Menurut Ibnu Katsir terkait dengan ayat 36 Surat Al-Baqarah di atas, bahwa Adam dan Hawa digelincirkan Iblis dari dalam surga, sehingga keduanya meninggalkan berbagai kenikmatan makanan, minuman, pakaian, tempat tinggal dan berbagai kepuasan serta kemewahan. Kemudian mereka, termasuk Iblis di dalamnya, di-ihbatkan Tuhan dengan cara turun dari langit surga langsung ke bumi dengan cara yang ringan. Menurut Al-Hasan Al-Basriy dari hadis ibn Abi Hatim, Adam diturunkan di India sedangkan Hawa di Jeddah.

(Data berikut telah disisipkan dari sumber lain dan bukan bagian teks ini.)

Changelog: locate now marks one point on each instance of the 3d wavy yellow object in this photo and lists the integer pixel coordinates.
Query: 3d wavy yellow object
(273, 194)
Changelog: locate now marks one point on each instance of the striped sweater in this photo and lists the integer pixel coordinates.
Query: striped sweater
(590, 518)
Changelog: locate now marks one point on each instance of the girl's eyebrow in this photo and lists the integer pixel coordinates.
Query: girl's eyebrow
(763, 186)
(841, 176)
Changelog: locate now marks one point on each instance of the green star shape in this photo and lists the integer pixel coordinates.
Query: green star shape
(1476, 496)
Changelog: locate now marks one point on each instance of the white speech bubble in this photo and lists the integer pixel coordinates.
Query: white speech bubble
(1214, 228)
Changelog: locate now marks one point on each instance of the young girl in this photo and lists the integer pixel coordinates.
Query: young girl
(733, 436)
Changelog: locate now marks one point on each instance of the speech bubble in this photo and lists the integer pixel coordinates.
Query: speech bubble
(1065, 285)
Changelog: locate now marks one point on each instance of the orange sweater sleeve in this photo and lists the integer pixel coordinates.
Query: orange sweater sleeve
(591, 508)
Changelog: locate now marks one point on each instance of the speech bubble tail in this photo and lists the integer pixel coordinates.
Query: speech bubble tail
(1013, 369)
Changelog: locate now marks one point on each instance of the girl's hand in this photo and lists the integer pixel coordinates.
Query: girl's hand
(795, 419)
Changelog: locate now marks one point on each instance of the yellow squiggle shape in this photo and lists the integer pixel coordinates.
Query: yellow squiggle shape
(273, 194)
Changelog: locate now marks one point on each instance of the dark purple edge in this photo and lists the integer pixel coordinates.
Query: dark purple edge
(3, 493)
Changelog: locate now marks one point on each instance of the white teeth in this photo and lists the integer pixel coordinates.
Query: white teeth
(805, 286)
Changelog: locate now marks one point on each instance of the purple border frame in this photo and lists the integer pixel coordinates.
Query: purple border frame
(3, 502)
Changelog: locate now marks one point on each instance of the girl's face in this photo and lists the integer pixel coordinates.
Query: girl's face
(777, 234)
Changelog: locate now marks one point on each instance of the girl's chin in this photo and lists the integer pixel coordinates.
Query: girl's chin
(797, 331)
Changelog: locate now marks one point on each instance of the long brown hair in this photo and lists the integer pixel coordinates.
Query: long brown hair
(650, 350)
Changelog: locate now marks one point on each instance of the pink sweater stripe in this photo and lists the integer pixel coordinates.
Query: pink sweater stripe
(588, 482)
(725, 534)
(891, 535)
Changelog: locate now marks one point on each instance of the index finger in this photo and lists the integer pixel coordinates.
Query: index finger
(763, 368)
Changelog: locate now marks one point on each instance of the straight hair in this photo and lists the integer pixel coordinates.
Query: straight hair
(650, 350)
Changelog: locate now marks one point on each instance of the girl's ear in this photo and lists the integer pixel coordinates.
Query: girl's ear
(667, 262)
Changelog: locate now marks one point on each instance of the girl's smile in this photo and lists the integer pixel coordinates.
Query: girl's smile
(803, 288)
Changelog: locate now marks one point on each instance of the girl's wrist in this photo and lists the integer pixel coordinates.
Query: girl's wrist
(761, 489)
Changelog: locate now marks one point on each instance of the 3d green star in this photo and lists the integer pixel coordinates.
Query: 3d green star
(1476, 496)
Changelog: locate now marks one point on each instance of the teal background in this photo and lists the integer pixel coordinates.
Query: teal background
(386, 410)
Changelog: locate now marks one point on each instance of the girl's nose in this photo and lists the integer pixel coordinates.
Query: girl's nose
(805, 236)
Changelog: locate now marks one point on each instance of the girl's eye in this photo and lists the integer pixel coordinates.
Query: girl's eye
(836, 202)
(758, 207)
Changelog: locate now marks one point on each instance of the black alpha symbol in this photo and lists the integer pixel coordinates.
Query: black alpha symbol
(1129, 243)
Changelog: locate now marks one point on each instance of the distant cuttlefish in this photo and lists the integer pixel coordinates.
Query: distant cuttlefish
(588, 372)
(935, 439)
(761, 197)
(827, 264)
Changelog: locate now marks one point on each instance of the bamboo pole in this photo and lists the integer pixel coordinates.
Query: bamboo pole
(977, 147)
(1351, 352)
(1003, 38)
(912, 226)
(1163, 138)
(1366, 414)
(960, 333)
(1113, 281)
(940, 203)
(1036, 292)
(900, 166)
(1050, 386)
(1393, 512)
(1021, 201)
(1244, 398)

Di dalam Al-Qur’an, term ihbat memiliki dua makna yang berbeda, dan ternyata Ibn Katsir memilih makna “turun dengan tajam dengan cara yang ringan”, hal ini karena menurutnya surga Adam eksistensinya di langit, untuk sampai ke planet bumi harus dengan cara turun dengan cara yang ringan. Pelanggaran ketentuan Tuhan oleh Adam bukanlah menjadi masalah yang besar karena ia belum diangkat menjadi Rasul, demikian menurut sebagian besar sahabat serta tokoh Mu’tazilah Abu Hudzail dan Abu ‘Ali.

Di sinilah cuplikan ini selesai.